А в воскресенье была конфирмация моего племянника Биргера в Йердлёсе. Все было очень торжественно, и пастор Эк задавал Биргеру вопросы — по-моему, очень трудные.

Герлоф вчера уехал поездом в гавань, а сегодня утром они должны уйти в Стокгольм. Девчонки поехали на велосипедах в Лонгвик, так что я одна — ну и хорошо. Одной тоже иногда неплохо побыть.

Сегодня пасмурно, и ветер очень крепкий — уже начинаются осенние ветра. Я знаю, Герлоф хорошо управляется со своей баржой в любую погоду, но все равно, дай Бог ему спокойного плавания. Еще почти два месяца до конца навигации.

Сижу вот на веранде и пишу потихоньку. Девочки уехали, я их проводила и пошла в дом. Гляжу, на нижней ступеньке лежит брошка. Красивая такая, в форме розы, выглядит как серебряная, хотя, конечно, вряд ли. Наверное, мой бесенок принес. Не знаю, что с ним делать… беспокойство одно.
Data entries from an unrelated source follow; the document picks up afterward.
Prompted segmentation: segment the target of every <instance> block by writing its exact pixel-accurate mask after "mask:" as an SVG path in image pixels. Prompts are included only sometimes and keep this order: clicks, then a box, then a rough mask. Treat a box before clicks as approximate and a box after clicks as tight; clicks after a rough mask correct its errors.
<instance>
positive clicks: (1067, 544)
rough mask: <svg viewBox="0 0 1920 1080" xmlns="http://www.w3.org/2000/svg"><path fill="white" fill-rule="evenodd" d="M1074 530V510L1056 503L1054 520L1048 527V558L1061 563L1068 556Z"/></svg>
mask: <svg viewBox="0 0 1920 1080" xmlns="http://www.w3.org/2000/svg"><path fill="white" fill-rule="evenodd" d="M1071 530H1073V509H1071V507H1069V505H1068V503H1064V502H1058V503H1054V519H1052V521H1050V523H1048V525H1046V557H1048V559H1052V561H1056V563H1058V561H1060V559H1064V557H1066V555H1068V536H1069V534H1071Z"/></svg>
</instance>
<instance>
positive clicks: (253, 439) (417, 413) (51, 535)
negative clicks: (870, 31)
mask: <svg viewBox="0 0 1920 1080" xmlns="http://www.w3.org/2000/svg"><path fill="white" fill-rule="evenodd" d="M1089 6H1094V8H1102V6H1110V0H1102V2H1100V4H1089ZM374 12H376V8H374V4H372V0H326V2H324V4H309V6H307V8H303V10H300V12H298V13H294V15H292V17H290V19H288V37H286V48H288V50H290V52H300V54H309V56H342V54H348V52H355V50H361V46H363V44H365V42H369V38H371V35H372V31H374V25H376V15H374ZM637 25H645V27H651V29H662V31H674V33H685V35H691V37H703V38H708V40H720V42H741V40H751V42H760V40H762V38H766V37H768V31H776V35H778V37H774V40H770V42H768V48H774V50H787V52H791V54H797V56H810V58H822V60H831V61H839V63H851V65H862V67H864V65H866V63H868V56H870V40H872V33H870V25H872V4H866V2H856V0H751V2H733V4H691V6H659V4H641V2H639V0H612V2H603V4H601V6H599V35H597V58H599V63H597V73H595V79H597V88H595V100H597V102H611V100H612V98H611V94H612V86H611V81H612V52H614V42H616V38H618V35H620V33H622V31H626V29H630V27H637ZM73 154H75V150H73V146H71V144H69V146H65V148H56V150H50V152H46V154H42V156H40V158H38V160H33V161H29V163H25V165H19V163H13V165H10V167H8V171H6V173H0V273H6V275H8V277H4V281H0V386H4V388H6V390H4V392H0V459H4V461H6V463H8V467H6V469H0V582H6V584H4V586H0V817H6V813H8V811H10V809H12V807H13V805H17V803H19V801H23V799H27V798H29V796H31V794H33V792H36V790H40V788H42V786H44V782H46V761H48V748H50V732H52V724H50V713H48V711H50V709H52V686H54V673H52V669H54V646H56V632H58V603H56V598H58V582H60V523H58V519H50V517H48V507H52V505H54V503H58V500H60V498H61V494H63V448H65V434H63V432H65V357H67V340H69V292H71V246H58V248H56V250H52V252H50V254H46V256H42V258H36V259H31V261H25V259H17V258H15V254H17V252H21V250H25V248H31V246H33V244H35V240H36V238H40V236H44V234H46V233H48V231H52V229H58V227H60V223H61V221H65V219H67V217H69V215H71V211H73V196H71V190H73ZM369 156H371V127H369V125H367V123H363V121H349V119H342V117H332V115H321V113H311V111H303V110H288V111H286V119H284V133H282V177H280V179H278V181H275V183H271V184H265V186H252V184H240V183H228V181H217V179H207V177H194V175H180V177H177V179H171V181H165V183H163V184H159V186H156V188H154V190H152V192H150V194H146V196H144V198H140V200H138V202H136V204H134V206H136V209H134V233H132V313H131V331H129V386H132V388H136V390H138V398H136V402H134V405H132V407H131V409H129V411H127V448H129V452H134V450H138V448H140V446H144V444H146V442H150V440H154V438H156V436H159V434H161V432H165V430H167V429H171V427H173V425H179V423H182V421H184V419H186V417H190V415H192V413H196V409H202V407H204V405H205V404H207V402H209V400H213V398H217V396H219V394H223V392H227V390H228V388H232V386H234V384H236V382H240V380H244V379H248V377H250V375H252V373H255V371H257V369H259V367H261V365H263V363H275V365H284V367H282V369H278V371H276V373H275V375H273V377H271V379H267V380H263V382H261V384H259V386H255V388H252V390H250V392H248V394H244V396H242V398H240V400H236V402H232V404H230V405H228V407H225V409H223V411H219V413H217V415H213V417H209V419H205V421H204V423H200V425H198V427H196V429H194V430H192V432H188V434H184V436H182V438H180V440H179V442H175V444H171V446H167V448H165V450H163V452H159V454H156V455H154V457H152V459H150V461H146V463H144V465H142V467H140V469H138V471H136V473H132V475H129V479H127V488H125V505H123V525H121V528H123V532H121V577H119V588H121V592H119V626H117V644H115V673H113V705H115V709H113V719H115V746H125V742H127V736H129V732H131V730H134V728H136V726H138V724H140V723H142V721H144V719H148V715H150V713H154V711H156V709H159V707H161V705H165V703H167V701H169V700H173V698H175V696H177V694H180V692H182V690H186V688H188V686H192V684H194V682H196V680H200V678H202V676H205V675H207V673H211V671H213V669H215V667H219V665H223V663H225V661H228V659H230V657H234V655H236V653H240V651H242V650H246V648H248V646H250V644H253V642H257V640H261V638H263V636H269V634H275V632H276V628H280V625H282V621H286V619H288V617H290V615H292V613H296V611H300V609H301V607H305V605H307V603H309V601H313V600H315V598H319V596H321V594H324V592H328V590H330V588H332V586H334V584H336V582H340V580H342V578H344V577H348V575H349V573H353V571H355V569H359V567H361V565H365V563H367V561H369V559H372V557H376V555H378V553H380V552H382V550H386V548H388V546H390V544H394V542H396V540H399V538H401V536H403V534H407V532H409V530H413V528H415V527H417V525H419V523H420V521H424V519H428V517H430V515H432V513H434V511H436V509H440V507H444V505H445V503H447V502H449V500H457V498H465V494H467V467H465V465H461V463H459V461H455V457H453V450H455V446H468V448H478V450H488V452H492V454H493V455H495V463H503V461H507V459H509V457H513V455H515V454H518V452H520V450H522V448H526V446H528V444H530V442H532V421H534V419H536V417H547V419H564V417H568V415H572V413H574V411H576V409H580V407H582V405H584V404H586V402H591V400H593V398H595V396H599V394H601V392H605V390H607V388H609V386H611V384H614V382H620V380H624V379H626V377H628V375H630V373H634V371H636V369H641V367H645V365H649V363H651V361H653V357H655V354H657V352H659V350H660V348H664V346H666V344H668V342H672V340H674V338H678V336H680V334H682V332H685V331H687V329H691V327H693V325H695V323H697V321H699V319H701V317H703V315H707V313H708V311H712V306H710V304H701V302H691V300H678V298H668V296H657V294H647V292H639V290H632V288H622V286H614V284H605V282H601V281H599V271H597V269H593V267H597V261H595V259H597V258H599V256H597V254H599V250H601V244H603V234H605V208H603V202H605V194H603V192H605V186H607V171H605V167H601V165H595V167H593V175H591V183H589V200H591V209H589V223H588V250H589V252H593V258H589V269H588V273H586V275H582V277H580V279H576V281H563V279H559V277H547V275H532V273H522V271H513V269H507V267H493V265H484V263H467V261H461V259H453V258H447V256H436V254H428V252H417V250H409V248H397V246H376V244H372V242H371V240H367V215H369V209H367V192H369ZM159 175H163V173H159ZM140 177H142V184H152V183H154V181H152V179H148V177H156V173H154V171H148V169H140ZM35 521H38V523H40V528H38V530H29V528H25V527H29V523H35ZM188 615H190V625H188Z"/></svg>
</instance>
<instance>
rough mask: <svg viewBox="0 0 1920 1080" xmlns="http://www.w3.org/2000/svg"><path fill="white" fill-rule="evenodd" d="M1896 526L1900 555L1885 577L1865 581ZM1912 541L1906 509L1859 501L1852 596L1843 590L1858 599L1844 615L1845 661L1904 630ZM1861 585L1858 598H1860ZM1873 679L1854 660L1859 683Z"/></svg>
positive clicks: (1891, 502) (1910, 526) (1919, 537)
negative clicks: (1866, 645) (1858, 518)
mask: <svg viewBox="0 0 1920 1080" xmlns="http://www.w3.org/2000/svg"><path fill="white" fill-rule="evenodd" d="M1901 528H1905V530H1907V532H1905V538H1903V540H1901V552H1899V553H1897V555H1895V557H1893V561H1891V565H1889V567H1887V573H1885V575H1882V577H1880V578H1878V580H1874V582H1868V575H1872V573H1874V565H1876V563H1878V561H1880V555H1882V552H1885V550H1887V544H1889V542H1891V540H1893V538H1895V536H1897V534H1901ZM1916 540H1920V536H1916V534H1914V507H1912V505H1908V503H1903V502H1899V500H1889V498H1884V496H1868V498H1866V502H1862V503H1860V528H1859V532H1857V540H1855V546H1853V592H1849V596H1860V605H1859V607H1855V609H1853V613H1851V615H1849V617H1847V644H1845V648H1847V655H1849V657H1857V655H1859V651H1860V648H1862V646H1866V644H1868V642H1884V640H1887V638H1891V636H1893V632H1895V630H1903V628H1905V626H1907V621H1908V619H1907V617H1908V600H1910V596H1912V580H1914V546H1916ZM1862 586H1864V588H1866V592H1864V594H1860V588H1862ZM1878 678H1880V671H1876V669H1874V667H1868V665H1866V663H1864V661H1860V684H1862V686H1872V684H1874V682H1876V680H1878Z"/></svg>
Герлоф отложил дневник, подумал, встал и пошел в дом.

Желтая шкатулка для украшений лежала в комоде в его комнате, завернутая в старый морской флаг. Он открыл замок и уставился на живописную кучку цепочек, колец, сережек и браслетов. Некоторые неплохо бы почистить. А вот и эта брошка — и, правда, в форме розы, а посередине маленький красный камушек.

Видел ли когда-нибудь на Элле эту брошь? Насколько он помнил, нет. Не видел.

42

Джерри столкнулся с Марикой в больничном коридоре. Они остановились и молча смотрели друг на друга.

Пер стоял рядом, но охотнее всего он оказался бы где-то в другом месте. Скажем, по другую сторону пролива, на пробежке с Венделой Ларссон. Но чудес не бывает.

Они с Джерри только что вышли из лифта, а она их словно поджидала.

— Привет, Джерри! — сказала Марика. — Как здоровье?

Марика встречалась с Джерри всего один раз, давным-давно, за год до рождения близнецов. С мамой Пера, Анитой, она была давно знакома, и отношения у них наладились — лучше некуда. Поэтому Марика очень хотела повидать и отца. В один из выходных они оказались поблизости от Кристианстада, и Марика настояла, чтобы Пер позвонил отцу и договорился о встрече.

Джерри встретил их в темно-голубом шелковом халате, из-под которого выглядывали леопардовые желто-коричневые трусы. Он угостил их тостами с икрой ряпушки. Без шампанского, естественно, тоже не обошлось. Перед уходом он подарил им свежие номера «Вавилона» и «Гоморры» — чтобы, так сказать, ликвидировать остатки романтического настроения.